Outros determinantes sociais da saúde também se mostram correlacionados aos três desfechos analisados. Por exemplo, baixa renda pode ser um limitador de recursos socioestruturais, o que pode estar associado à exclusão social e insegurança alimentar, todos potenciais pontos de barreira de diagnóstico precoce, início de cuidados e aderência ao tratamento do HIV/Aids.
Educação é outro fator. Isso pode ser explicado pelo simples acesso a informações de saúde e também pela habilidade de agir sobre a própria saúde. Os cientistas dizem que pesquisas anteriores já mostraram que pessoas com menor acesso à educação tendem a estar mais expostas a comportamentos sexuais de maior risco, têm maior risco de diagnóstico tardio de HIV/Aids e costumam ter menos acesso e aderência a terapias antirretrovirais.
“Ninguém fala de educação sexual, principalmente em locais periféricos”, afirma Álvaro Furtado da Costa, infectologista do Hospital das Clínicas da Faculdade de Medicina da USP e do CRT DST Aids-SP, que não participou do estudo.
Segundo os pesquisadores, toda a cadeia de eventos relacionados a Aids é influenciada pelos determinantes sociais da saúde. Eles dizem ainda que os piores desfechos relacionados a Aids estão relacionados a desigualdades sociais, o que impede o progresso para o fim da epidemia de HIV/Aids.

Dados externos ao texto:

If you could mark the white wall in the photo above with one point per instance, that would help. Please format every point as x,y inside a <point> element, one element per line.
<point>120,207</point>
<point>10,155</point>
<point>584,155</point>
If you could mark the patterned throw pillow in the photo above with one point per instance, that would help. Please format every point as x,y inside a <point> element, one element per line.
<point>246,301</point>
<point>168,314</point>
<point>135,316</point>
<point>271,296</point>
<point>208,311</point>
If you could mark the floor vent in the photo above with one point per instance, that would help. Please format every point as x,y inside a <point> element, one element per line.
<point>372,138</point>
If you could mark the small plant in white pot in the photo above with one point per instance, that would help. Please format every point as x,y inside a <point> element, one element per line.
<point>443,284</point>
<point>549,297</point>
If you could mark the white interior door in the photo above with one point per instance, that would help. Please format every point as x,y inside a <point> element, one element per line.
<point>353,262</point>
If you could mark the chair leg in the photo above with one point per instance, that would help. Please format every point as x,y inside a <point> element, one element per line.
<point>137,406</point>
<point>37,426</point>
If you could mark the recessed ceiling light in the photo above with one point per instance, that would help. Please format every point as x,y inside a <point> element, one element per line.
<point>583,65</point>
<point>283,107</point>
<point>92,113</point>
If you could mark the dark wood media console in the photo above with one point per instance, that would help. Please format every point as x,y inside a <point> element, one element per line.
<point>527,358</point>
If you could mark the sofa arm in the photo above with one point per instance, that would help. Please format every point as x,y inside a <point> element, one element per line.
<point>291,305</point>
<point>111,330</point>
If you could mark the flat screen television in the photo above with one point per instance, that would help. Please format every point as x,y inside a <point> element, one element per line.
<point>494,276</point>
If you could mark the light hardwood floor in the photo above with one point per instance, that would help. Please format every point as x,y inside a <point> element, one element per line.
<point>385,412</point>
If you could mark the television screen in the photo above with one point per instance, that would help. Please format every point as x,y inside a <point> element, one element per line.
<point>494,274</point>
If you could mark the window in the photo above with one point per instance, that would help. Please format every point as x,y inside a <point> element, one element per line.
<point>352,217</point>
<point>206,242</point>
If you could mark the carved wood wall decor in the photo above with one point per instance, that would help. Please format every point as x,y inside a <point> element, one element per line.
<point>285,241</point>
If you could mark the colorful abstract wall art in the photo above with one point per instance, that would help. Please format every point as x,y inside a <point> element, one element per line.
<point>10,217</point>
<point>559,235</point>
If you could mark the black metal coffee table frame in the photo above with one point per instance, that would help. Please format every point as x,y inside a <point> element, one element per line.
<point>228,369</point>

O estudo traz evidências de que o investimento em redução de desigualdades sociais deveria ser promovido juntamente a intervenções médicas e comportamentais. “Sem a implementação de intervenções significativas para melhorar DSS, há o risco que o atual aumento nos níveis de pobreza e vulnerabilidade social —em parte por causa da pandemia de Covid-19, os efeitos da Guerra da Ucrânia e a crise global de inflação— possa reverter o progresso das últimas décadas na luta contra o HIV/Aids”, afirmam os cientistas.
O QUE É NOVO NO ESTUDO
As associações mostradas pela pesquisa não são novidade. O estudo, porém, foi feito sobre uma maior base de dados. Segundo os autores, trata-se da primeira pesquisa abrangente em tal escala na questão do HIV/Aids para um país de renda baixa ou média, como é o caso brasileiro.
Vale ressaltar também que as associações observadas não são exclusivas do HIV/Aids. Costa relembra, por exemplo, como a Covid afetou desproporcionalmente as esferas mais pobres do Brasil.
Os resultados mostram uma história clássica das doenças infectocontagiosas, diz Costa. “As pessoas não fazem muita coisa para resolver. Qualquer doença infecciosa morre mais preto, pobre e periférico.”
Apesar de o Brasil ser um exemplo de combate ao HIV/Aids no contexto mundial, há ainda grandes desafios de gestão pública de saúde para serem endereçados, diz o infectologista do Hospital das Clínicas da USP.
COMO O ESTUDO FOI FEITO
A pesquisa publicada no The Lancet é retrospectiva, ou seja, usa dados registrados anteriormente e que foram acessados pelos pesquisadores.
Os dados, referentes ao período de 2007 a 2015, dos mais de 28 milhões de brasileiros foram selecionados em meio às informações presentes em outro estudo chamado “Cohort Profile: The 100 Million Brazilian Cohort” (Perfil Coorte: A Coorte com 100 milhões de brasileiros), publicado há poucos anos no International Journal of Epidemiology.
A base de dados utilizada reúne dados do CadÚnico (Cadastro Único), todos os diagnósticos de Aids presentes no sistema do Ministério da Saúde e as informações sobre mortes no sistema nacional. Foram consideradas para a pesquisa pessoas com mais de 13 anos.